We reported net cash of $0.2 million used in operating activities in FY2019 as compared to $2.5 million in FY2018. The $2.3 million decrease in net cash used in operating activities was due mainly to

  1. a decrease in net cash generated from operating activities before working capital changes of $5.9 million; and

  2. an decrease in interest received of $0.4 million,

  3. which were partially offset by:

  4. a decrease in net working capital outflow of $7.9 million; and

  5. an decrease in income tax paid of $0.7 million during FY2019.

Net cash used in investing activites decreased by $33.7 mllion due mainly to

  1. repayment of loans by associated company and joint venture of $8.5 million and $3.8 million respectively in FY2018

  2. an increase in cash used in the purchase of property, plant and equipment of $0.8 million during FY2019; and

  3. a decrease in dividend received from joint ventures of $3.7 million

  4. which were partially offset by:

  5. cash used in FY2018 for (1) the purchase of new investment property of $46.3 million and (2) investment in an associated company of $0.5 million; and

  6. decrease in advances extended to associated companies of $3.7 million.

Net cash of $6.2 million was used in financing activities in FY2019. This was due mainly to (1) dividend payments to shareholders of $3.1 million, (2) repayment of lease liabilities of $1.3 million, (3) interest payments of $1.0 million, and (4) repayment of borrowings of $0.8 million, during FY2019.

Overall, free cash and cash equivalents stood at $59.5 million as at 31 December 2019, a decrease of $9.7 million, from $69.2 million as at 31 December 2018. This works out to cash of 19.3 cents per share as at 31 December 2019 as compared to 22.4 cents per share as at 31 December 2018 (based on 308,430,594 issued shares as at 31 December 2019 and 31 December 2018).

The lease liabilities of $6.4 million are secured by way of corporate guarantees issued by the Company and charges over the property, plant and equipment under the leases.

The bank borrowings of $23.5 million is secured by first legal mortgage over an investment property of the Group, certain bank deposits, the Group's shares in a subsidiary corporation and corporate guarantee of the Company.
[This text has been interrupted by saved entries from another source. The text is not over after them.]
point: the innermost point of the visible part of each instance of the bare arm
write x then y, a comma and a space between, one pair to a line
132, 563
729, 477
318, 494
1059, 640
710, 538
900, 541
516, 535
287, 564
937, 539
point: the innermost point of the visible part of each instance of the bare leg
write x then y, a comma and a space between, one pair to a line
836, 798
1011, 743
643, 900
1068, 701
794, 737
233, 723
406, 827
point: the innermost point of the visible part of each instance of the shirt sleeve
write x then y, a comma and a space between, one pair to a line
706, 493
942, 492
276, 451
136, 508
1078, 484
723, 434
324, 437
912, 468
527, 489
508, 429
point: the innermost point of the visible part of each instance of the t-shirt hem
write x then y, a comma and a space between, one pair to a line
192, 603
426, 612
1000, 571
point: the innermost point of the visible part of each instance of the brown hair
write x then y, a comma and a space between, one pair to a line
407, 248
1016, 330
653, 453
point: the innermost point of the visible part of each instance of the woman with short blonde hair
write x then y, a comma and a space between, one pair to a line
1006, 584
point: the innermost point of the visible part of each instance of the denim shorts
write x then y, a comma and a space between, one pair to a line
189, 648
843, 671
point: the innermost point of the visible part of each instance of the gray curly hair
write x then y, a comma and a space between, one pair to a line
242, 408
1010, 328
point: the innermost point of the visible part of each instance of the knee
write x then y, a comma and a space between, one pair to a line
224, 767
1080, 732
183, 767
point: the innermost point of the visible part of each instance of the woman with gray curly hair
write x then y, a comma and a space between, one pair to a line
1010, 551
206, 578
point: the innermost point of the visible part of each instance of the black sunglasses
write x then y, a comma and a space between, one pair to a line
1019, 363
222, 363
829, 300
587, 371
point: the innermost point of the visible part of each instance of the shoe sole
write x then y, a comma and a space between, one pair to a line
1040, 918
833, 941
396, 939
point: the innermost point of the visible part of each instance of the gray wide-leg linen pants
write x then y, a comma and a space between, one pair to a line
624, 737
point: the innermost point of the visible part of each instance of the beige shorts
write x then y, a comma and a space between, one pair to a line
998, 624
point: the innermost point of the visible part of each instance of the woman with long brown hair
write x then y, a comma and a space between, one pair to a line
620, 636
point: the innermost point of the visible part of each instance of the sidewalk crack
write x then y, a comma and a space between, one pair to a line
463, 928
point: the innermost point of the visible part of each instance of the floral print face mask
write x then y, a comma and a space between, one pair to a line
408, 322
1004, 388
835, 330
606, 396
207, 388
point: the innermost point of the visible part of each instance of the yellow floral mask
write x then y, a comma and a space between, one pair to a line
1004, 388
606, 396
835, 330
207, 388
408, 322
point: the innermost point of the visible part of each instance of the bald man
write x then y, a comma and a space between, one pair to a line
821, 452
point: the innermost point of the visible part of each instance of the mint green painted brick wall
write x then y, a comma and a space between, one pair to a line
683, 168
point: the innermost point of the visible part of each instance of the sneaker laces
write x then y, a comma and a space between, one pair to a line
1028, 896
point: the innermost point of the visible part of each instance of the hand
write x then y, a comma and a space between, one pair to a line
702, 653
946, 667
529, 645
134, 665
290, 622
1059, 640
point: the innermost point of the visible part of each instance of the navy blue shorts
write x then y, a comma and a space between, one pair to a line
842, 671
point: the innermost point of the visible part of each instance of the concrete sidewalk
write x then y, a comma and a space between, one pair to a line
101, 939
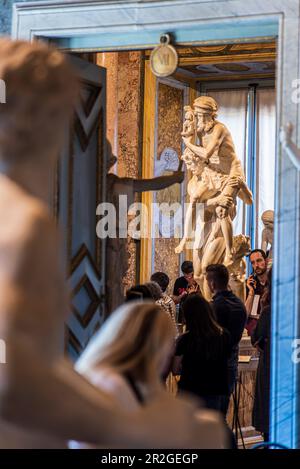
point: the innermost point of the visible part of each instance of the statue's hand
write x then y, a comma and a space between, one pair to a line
179, 176
235, 182
180, 246
223, 200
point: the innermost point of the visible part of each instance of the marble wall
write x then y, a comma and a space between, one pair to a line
124, 107
170, 103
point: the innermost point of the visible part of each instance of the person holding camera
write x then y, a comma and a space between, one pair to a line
256, 286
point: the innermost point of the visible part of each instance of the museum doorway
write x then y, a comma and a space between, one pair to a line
109, 26
143, 117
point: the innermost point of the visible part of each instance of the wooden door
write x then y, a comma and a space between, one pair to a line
81, 188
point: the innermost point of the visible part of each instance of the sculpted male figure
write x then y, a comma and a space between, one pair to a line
217, 175
43, 401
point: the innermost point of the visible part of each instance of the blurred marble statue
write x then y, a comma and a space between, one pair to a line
267, 233
43, 401
117, 248
237, 271
217, 180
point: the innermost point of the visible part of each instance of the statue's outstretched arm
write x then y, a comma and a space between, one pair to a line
157, 183
212, 147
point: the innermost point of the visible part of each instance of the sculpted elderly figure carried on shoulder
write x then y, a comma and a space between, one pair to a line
43, 401
218, 176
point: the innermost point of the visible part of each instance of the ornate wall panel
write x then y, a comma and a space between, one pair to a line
81, 189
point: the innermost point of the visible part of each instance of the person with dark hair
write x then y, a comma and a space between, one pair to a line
202, 353
231, 314
138, 292
261, 340
165, 301
256, 285
184, 282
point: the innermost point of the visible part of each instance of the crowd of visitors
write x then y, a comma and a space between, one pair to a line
184, 335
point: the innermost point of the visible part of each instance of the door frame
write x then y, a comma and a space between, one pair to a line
115, 25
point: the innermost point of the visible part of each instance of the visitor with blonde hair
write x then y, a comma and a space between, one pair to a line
127, 357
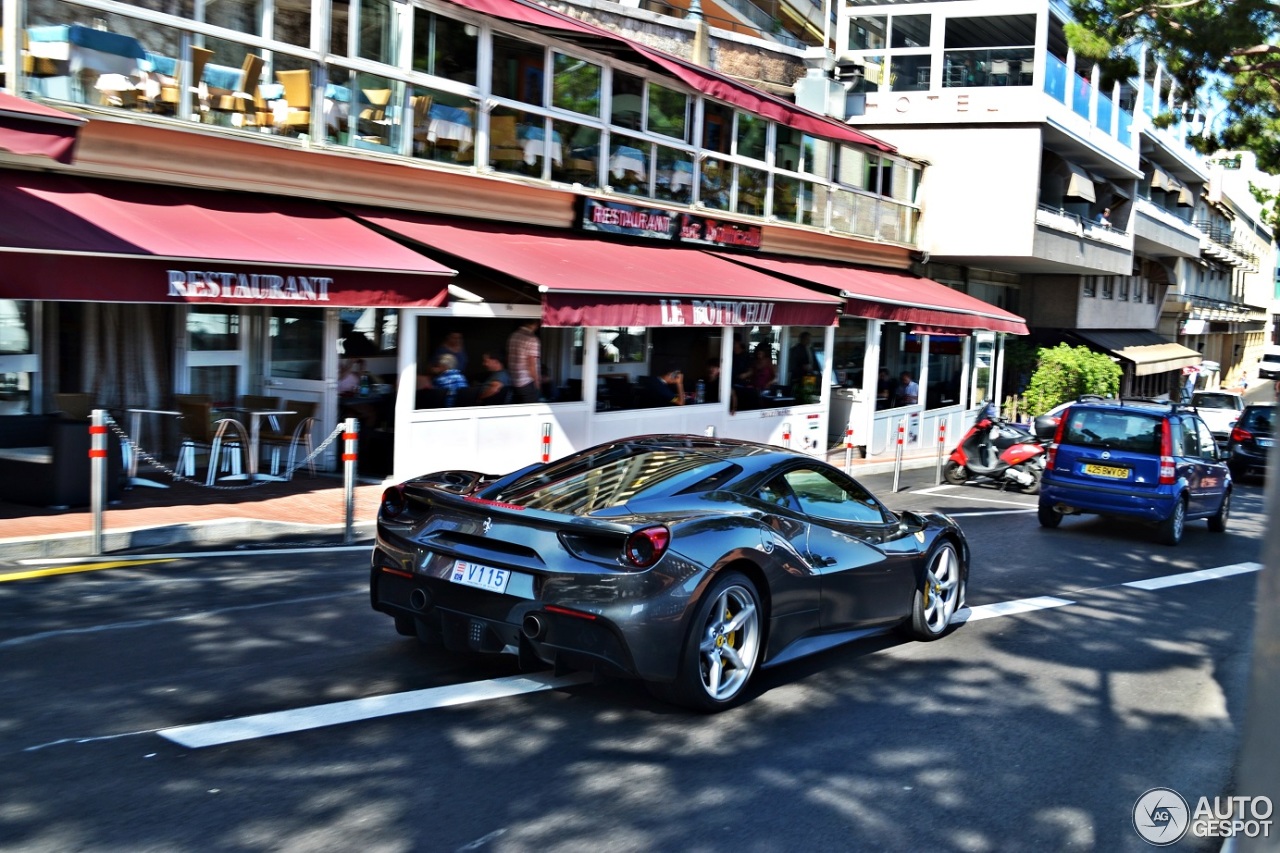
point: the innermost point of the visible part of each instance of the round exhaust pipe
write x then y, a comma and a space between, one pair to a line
533, 626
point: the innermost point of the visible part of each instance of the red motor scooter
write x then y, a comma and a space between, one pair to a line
1000, 452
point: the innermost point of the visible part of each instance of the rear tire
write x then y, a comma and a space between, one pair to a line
1171, 528
1047, 515
938, 596
722, 649
1217, 521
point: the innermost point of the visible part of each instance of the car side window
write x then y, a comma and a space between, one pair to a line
1208, 447
776, 492
824, 497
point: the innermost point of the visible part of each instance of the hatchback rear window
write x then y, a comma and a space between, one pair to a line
1130, 432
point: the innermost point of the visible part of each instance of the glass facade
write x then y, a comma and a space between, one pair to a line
403, 80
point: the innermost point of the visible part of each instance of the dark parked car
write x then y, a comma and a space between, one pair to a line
680, 560
1251, 439
1141, 460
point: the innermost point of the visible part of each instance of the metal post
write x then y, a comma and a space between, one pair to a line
897, 452
97, 474
350, 452
942, 445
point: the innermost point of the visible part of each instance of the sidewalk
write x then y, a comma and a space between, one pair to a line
306, 509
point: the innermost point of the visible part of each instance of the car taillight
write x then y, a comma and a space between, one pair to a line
645, 547
393, 501
1168, 469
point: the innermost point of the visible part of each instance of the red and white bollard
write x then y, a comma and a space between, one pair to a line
350, 454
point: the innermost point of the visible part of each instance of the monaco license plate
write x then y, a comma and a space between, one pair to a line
1107, 470
472, 574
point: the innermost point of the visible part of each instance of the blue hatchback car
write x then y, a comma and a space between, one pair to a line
1142, 460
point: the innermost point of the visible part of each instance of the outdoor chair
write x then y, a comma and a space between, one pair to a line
293, 432
219, 437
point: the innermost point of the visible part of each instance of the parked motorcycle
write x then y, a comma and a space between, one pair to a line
997, 451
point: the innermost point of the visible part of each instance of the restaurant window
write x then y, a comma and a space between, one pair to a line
717, 127
517, 69
17, 356
755, 378
444, 48
643, 368
626, 108
668, 113
714, 181
475, 338
750, 191
575, 85
752, 136
675, 174
867, 32
580, 158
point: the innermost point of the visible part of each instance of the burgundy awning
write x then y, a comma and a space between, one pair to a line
702, 80
586, 281
31, 128
891, 295
85, 240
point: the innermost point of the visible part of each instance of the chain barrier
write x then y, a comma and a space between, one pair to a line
178, 478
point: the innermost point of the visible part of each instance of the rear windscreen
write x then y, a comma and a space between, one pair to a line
1130, 432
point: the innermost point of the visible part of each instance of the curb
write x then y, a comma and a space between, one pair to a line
223, 532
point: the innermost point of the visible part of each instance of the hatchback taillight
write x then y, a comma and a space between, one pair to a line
393, 501
645, 547
1168, 468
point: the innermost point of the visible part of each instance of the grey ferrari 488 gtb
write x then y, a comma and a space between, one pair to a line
680, 560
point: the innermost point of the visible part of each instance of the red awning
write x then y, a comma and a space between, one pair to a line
901, 297
702, 80
81, 240
31, 128
586, 281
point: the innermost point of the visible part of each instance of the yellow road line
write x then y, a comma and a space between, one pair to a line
72, 570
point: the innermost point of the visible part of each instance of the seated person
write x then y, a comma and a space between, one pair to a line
497, 383
447, 377
664, 389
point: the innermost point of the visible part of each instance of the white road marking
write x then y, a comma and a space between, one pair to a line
264, 725
1194, 576
945, 491
223, 731
1010, 607
195, 555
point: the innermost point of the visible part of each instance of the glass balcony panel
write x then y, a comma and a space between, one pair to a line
581, 154
444, 48
713, 183
576, 85
675, 181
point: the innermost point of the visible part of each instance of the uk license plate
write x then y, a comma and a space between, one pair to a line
1107, 470
472, 574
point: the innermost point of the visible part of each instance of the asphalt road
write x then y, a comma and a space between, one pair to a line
1036, 730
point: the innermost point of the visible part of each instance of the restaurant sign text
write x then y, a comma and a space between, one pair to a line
656, 223
255, 287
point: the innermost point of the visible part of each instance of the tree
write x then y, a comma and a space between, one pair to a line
1064, 373
1217, 51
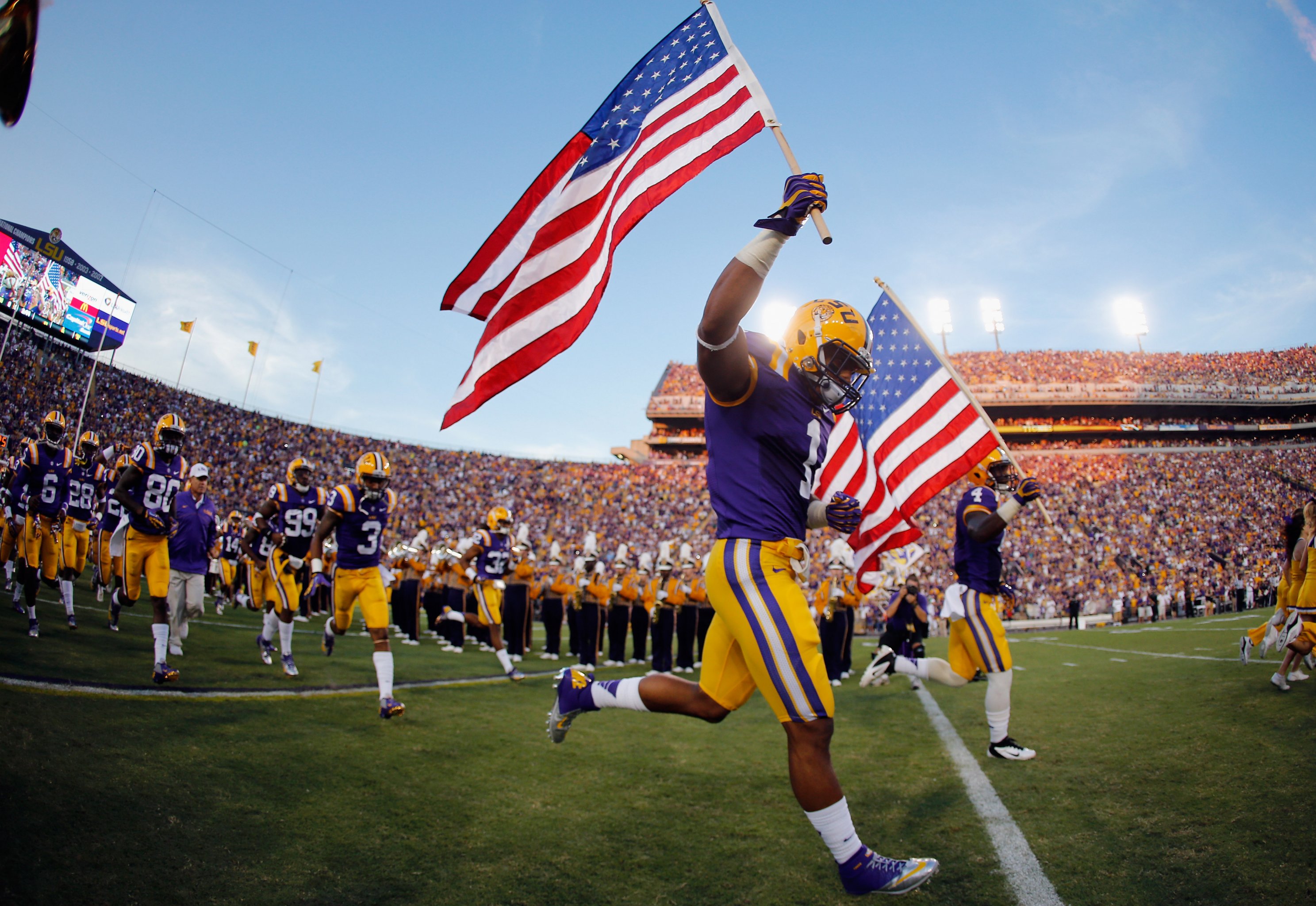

The increase in debt amount from $28.1 million as at FY2018 to $29.9 million as at FY2019 is largely due to acquisitions of property, plant and equipment to support the exising projects.

Value Added Statement

Total value-added created by the Group in FY2019 amounted to $37.6 million (2018: $49.3 million) due to lower profits reported in Y2019.

In FY2019, about $30.9 million or 82.0 per cent of the value-added was paid to employees in the form of salaries and wages. $0.5 million or 1.0 per cent was paid to the government in the form of corporate and property taxes while $4.1 million or 11.0 per cent was paid as dividends to shareholders and interests to financial institutions. Balance of $2.8 million was retained by the Group for its future growth.

In FY2018, about $30.8 million or 62.0 per cent of the value-added was paid to employees in the form of salaries and wages. $1.0 million or 2.0 per cent was paid to the government in the form of corporate and property taxes while $7.1 million or 14.0 per cent was paid as dividends to shareholders and interests to financial institutions. Balance of $8.6 million was retained by the Group for its future growth.